Impressionism is the name that has been given to an art movement that started towards the latter end of the 19th century in France. A group of artists had developed innovative techniques with their painting and the main players were artists such as Monet, Renoir, Pissarro, Degas, and Sisley.
The first exhibition of Impressionist paintings took place in 1874. The artists were experimenting with color and light and found new ways of depicting light and shadow on canvas. They looked for ways to capture different weather conditions and the time of the day and had to begin working quickly to achieve this. Some artists started to work outdoors in order to do this. The use of small strokes in bright colors meant that traditional detail in the paintings was lost – traditional composition was also ignored.

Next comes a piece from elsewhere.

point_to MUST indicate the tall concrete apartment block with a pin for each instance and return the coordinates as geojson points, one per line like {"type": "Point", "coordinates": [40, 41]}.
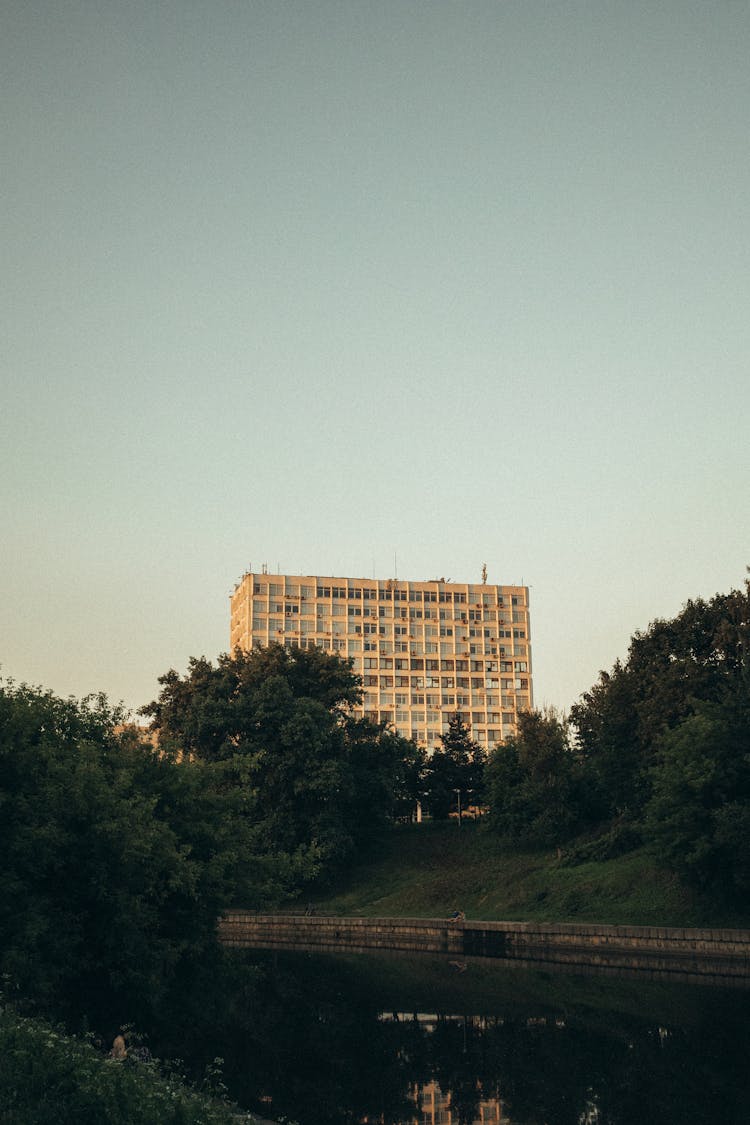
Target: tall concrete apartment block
{"type": "Point", "coordinates": [424, 649]}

There was a growing tendency towards landscape paintings within the Impressionist movement and some of the most famous of the Impressionist paintings feature landscapes. Monet, for example, visited London and Venice, painting features such as the Palace of Westminster. He painted fields, rivers, seascapes and snowy scenes – all capturing light and color in a fresh way. His contemporaries followed suit and artists such as Manet and Renoir were soon producing works of art that would attract a lot of attention.

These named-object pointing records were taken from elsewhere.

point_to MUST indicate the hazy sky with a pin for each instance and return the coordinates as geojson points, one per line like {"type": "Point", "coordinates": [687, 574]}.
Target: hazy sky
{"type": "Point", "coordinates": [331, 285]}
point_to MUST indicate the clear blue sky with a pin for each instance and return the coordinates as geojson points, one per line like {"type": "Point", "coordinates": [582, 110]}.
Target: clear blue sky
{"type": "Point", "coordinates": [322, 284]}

It was the Académie des Beaux Arts that controlled the traditions of the art world. There was an annual exhibition at the Salon de Paris and much of the work produced by the emerging Impressionist artists was rejected. This did not deter them though. The Salon des Refusées was established in 1863 as an alternative. It gained a lot of attention though and proved to be more popular than the mainstream Salon. It was not held regularly though and another exhibition in 1874 that established the Impressionist movement officially. A further seven exhibitions were held over the next few years.

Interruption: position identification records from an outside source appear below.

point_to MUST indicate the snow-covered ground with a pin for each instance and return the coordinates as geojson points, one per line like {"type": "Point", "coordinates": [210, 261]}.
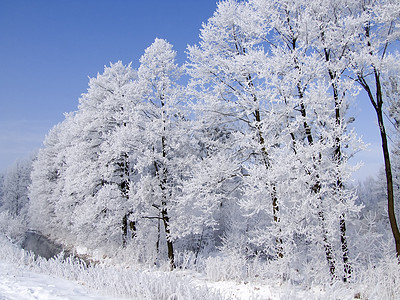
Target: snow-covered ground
{"type": "Point", "coordinates": [19, 284]}
{"type": "Point", "coordinates": [23, 277]}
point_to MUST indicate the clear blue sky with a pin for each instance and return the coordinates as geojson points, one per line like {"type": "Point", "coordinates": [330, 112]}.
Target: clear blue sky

The traditional art establishment in France was not impressed with these innovations but the Impressionist movement did become very popular and it continues to be popular. Impressionism gave way in the 20th century to post-impressionism and artists such as Cézanne, Gauguin and Seurat all emerged as a result, taking the principles developed by the Impressionist artists and pushing towards other movements such as expressionism, divisionism and cubism.